何日にレースがあるかどうかは、ミシュから聞かされていなかった為、私たちは慌てて準備をする。
「もっと早く言ってくれませんこと!?」
「そんなに慌てなくてもいいよ!私絶対勝つから」
「心配ですよ……本当に、前までは、羽に違和感があるような感じだったじゃないですか……」
ロミの言葉にミシュは目を丸くしている。
どうやらミシュ本人は隠していたらしいのだが明らかに行動で、羽に何かしらの異常があったということは、私も気が付いていたのだ。
「どうして気付いたの??」
「まあ急に飛ばなくなったら不思議に思いますわよ。ロミが気づくなら、私たち全員気づいていると思いますわ。もちろん私も気付いていましたわよ」
「まあ~無事治ったようですし~今日はゆっくり休むのが良いと思いますわ~」
「そうかな……」
「絶対休むべきにゃよ!」
私たちはなんとかミシュを説得して今日は休ませることにする。
ということでうるさくなるのもダメだと思い……私たちは、スラチオ学園の中にある公園でブランコに揺られていた。
「ほんとに大丈夫だと思いますか?ミシュさんの羽」
急にロミが私たちの方を向く。
正直私も不安ではある、治ったとはいえ前までは飛べないほどの激痛だったはず……急に治るなんて考えはしなかったのだ。

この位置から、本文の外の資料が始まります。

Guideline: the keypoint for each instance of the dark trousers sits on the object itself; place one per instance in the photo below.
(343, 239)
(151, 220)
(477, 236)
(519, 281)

「でも私たちが病院に行けって言っても聞きませんわ~、ミシュは昔から病院嫌いって聞きましたわ~」
「……無事にゴールできることを信じるしかないにゃ」
「そうですわよ!せっかく2連王リーチなのですわ!私たちが信じなくて誰が信じるのです!応援しますわよ!私たちで!」
「珍しくいいこと言うじゃありませんか、エリ」
「珍しくって何ですのよ!」
そういって、私たちも明日に備えて準備をするのだった。